Recent actions by tech companies are making bloggers wonder whether they have the right to free speech or only the right to remain silent.

Lawyers representing Microsoft sent letters this week to several gadget-oriented Web sites seeking removal of postings on "Magneto"--the next version of Windows Mobile. Enthusiast site Neowin posted its Magneto scoop earlier this month, outlining a number of details as well as images of the new operating system. Neowin later took down the information, but its posting was followed by others, including Engadget, which received letters from Microsoft lawyers as well.

The news follows Apple Computer's filing of a lawsuit against rumor site Think Secret, which Apple claims induced others into leaking its trade secrets. The Mac maker is seeking an injunction as well as unspecified damages. In a separate lawsuit, Apple has subpoenaed Think Secret and two other Mac sites in an effort to learn the identity of the source of recent leaks. Analysts have said the cases raise interesting issues about how to balance the right of a free press with the right of companies to protect their intellectual property.
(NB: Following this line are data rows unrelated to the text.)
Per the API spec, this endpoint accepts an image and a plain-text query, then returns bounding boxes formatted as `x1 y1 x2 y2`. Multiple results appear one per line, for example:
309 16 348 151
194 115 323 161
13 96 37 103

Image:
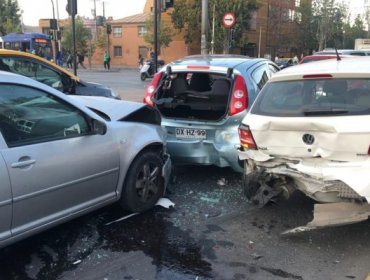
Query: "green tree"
312 0 346 50
144 17 173 48
343 15 366 49
0 0 22 36
295 0 318 54
171 0 259 53
62 17 91 55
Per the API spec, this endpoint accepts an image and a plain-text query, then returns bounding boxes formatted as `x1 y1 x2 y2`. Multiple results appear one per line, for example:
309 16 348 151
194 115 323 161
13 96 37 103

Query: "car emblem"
302 133 315 145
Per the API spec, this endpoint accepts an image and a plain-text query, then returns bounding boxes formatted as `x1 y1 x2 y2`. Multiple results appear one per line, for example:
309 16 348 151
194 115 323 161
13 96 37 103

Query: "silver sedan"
0 71 171 247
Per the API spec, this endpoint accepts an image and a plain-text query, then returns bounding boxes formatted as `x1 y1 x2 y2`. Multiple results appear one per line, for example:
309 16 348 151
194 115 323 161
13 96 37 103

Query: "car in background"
0 71 171 247
299 54 345 64
144 55 279 172
0 49 120 99
239 57 370 232
315 49 370 56
275 57 297 69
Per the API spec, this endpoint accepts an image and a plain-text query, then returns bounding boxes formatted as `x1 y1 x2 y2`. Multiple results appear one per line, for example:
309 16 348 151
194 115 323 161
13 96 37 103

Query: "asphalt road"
0 70 370 280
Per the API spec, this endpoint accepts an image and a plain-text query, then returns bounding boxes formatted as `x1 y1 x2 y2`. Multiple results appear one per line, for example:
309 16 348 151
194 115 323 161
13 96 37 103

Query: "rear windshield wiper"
303 108 348 116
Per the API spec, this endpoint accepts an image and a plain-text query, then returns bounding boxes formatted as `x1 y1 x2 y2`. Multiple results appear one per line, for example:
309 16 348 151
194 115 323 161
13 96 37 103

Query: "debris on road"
282 202 370 235
156 197 175 209
105 213 139 226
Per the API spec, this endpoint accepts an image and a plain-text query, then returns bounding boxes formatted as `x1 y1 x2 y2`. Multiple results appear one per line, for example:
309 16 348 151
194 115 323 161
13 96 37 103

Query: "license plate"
176 128 207 139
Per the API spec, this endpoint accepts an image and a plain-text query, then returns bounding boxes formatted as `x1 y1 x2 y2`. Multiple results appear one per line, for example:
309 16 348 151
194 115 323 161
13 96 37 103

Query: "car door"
0 55 66 92
0 84 119 235
0 133 12 242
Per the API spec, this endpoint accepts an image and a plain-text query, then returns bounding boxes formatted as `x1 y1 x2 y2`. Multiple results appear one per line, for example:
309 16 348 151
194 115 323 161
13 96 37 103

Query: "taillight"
229 75 248 116
238 124 257 150
143 72 163 106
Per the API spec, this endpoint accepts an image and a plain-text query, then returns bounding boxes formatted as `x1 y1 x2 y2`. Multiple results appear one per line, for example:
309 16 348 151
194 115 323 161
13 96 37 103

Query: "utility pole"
56 0 62 52
200 0 208 54
211 4 216 54
151 0 158 73
94 0 98 38
51 0 58 64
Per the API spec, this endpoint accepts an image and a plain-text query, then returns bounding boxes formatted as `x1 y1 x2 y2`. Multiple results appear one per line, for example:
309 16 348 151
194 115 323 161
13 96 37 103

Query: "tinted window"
0 56 63 91
252 64 270 90
0 84 89 146
252 79 370 116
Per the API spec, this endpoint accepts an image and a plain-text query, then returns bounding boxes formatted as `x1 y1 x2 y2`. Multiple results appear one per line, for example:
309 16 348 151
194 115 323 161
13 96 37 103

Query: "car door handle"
11 159 36 168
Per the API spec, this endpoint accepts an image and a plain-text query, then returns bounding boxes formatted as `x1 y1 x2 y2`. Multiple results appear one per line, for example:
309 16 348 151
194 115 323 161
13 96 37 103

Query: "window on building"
113 26 122 37
138 26 147 37
248 11 257 30
113 46 122 56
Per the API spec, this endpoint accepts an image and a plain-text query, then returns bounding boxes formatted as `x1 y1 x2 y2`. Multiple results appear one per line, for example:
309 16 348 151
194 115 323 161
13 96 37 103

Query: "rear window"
251 79 370 117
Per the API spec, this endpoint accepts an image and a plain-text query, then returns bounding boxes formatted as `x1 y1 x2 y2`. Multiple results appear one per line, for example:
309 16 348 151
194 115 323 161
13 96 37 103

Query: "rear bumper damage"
238 150 370 234
162 122 243 173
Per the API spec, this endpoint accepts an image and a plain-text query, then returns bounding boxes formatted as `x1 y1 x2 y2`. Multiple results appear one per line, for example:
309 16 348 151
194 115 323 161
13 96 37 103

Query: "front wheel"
140 73 146 81
121 152 165 212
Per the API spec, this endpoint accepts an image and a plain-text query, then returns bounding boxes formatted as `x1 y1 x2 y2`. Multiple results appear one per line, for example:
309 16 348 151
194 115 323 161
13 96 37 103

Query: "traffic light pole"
71 14 77 76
Microsoft notes that it has not filed any lawsuits over the issue.

"In this particular case, it is important to note the information in question was comprised of stolen images that were obtained illegally from a Microsoft server," Microsoft said in a statement to CNET "While many sites cooperated fully and immediately removed these images, given the viral nature of these illegally obtained images, we were required to take additional steps."

The software maker said what it did is common in the industry. "It is routine in business, particularly in the high-tech IP industry, for companies to take steps to protect intellectual property."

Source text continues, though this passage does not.